A. Zij hebben veel van die argumenten, die de verdedigers van Rome de merktekenen van de ware kerk noemen, en waar zij zichzelf niet alleen mee rechtvaardigen, maar waar zij zich ook op verheffen, en deze Joden hebben er evenveel recht op als de vrienden van Rome.

a. Zij beroepen zich op de overlevering: Wij zijn besloten Melecheth des hemels te roken, gelijk als onze vaders gedaan hebben, het is een beroep op de gewoonte en waarom zouden wij wijzer zijn dan onze vaders?

b. Zij beroepen zich op het gezag. Die macht hadden, deden het zelf en schreven het anderen voor. "Onze koningen en onze vorsten," die God over ons gesteld heeft, deden het, en zij waren van het zaad van David.

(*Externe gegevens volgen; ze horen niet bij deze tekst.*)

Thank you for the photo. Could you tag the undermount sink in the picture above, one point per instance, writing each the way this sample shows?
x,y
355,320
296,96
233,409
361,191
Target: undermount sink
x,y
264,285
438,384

c. Zij beroepen zich op hun aantal. Het was er niet hier en daar een, die het deed, maar wij, met aller instemming, wij, die een grote hoop zijn, Jeremiah 44:15, wij deden het.

d. Zij beroepen zich op de algemeenheid er van. Het werd niet hier en daar gedaan, maar in de steden van Juda.

e. Zij beroepen zich op de openbaarheid er van. Het werd niet in een hoek gedaan, niet alleen in donkere schaduwrijke bossen, maar in de straten, openlijk en publiek.

f. Zij beroepen zich er op, dat het de gewoonte is van de moederkerk van de heiligen stoel, zij leerden het niet nu eerst in Egypte, maar zij hadden het ook al gedaan in Jeruzalem.

g. Zij beroepen zich op hun voorspoed. "Toen werden zij met brood verzadigd, en met al wat goed is, zij waren vrolijk en zagen geen kwaad." de eerste argumenten waren, vrees ik, maar al te waar, inderdaad, Godsgetuigen tegen hun afgoderij waren weinige en verborgen, Elia dacht, dat hij alleen overgebleven was, en het laatste argument was misschien waar ten opzichte van bijzondere personen, maar het volk als zodanig, lag nog steeds onder de vloek van zijn weerspannigheid, en er was "een vrede voor degene, die uitging, en degene, die inkwam," 2 Chronicles 15:5. Maar, verondersteld, dat alles waar was, dan was dat toch geen verontschuldiging voor hun afgoderij, het is de wet van God, waardoor wij moeten beheerst en waarnaar wij moeten geoordeeld worden, niet de gewoonte onder de mensen.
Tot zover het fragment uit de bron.